Summer of the Redeemers Read online

Page 7


  I chewed for a long time. “I was hoping whoever took the bikes would leave them along the road. Like a prank and all. So I was down the road, sort of along the fence rows.” Even though it wasn’t a complete lie, my eyes wouldn’t lift from my plate.

  “Did it ever occur to you that I would have taken you in the car?”

  “I wanted to find it myself.”

  “Little Miss Independence.” Mama Betts put a slice of hot cornbread on my plate. Her knuckles brushed across my arm. “You were always that way, Bekkah. Headstrong and determined to have your way. It’s going to cost you one of these days. Gonna cost all of us.”

  Guilt mixed in with my fond desire to save my hide. Mama Betts had been worried sick. She never threatened unless she’d been badly scared. “I’m sorry, Grandma.”

  “You can’t help your nature, child. That’s something you’re going to have to learn. And that stubborn streak is gonna cost you plenty in the future.” She kissed the crown of my head. “Yes, ma’am, like I said, that streak is gonna cost you, and yet it may be the thing that holds you up in the worst of times. That’s what you learn when you get old. There’s a blessing and a curse in everything. Just like loving you children. It brings me my greatest pleasure and worst pain.”

  Not even Arly had anything wise to say after that. I felt about as big as a sun-baked cow pie. Even the fried chicken had lost its taste. I chewed on, determined to finish or Arly would comment.

  “When you finish, we’ll call your father.” Effie took a seat beside me at the table.

  I pushed my plate back. It was silly to pretend I wasn’t upset. I could see that Effie had been crying.

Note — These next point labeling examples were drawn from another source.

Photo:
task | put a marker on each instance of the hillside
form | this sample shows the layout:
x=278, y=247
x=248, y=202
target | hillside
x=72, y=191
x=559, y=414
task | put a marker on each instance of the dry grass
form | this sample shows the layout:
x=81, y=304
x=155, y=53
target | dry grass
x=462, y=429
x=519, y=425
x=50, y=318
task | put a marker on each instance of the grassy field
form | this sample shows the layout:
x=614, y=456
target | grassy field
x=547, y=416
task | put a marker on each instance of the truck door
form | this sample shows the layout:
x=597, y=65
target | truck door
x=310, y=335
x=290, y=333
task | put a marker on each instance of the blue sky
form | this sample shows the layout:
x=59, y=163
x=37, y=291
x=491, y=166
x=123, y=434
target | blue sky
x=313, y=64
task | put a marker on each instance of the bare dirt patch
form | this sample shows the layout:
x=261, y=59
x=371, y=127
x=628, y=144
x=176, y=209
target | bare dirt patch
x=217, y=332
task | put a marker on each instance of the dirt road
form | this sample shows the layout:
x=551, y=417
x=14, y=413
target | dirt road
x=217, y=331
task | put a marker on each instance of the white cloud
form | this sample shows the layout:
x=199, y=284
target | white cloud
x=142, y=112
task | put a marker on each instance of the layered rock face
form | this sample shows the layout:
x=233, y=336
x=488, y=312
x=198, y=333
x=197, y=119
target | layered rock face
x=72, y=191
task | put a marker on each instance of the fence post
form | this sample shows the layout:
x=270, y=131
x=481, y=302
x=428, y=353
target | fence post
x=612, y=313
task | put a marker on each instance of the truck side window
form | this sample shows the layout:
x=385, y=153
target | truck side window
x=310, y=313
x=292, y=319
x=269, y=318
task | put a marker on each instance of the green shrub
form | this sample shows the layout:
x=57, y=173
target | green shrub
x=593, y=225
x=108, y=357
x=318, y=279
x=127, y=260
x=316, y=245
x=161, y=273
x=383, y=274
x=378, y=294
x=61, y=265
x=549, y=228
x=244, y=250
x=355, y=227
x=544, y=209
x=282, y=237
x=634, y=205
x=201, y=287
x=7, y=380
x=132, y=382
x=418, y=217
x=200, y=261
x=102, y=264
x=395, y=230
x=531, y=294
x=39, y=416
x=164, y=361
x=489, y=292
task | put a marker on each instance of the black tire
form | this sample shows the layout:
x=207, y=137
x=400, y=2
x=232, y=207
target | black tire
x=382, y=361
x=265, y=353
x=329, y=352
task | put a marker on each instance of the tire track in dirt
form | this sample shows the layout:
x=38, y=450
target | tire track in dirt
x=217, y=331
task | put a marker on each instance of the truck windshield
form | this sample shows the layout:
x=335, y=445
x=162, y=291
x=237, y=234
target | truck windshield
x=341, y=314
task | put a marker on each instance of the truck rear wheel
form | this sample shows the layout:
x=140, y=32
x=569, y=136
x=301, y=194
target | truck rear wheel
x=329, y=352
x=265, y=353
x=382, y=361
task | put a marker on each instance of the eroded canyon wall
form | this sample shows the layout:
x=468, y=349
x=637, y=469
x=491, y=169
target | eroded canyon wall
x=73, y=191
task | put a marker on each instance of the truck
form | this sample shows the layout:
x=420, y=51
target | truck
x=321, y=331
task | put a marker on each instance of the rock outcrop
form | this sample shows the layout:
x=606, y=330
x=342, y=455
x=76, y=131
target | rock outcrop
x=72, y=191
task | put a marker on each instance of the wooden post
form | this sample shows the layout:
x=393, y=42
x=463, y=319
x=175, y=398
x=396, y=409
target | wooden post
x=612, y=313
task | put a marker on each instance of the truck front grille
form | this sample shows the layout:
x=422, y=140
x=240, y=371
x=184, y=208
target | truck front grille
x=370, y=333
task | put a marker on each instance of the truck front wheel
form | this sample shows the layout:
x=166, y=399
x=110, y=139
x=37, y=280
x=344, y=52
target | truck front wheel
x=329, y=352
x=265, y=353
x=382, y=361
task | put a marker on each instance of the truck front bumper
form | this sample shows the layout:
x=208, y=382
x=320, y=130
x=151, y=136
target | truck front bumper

Mama Betts had been worried sick, and Daddy was probably pacing the office of his strange house in Missouri. All of this misery brought on because … because I’d ridden a horse. The thought of Cammie touched me like a gentle hand.

  We dialed the university where Daddy was living in some faculty housing for visiting teachers. It didn’t even ring one good time before he snatched up the phone.

  “Daddy, it’s Bekkah.”

  “Then you’re safe. When Effie told me about the bicycle, I was afraid …”

  What could possibly have made him so afraid on Kali Oka Road? Parents had a way of worrying all out of proportion to what was going on.

  After we talked a few minutes and he finally believed I wasn’t hurt at all, his mind started working again.

  “Who took the bicycle, Bekkah?”

  Somehow, a thousand miles away, he knew that I knew more than I was telling.

  “I’m not certain.” I didn’t know their names.

  “Listen to me, girl. Whatever mischief you’re up to, don’t you ever worry your mother that way again.”

  “I was right on Kali Oka. I didn’t go anywhere—”

  “Rebekah, you’re old enough to begin to understand. You have a responsibility to me and Effie and Mama Betts and Arly. You have to use good sense and make certain that nothing bad happens to you.” He paused. “You can’t risk yourself, Bekkah.”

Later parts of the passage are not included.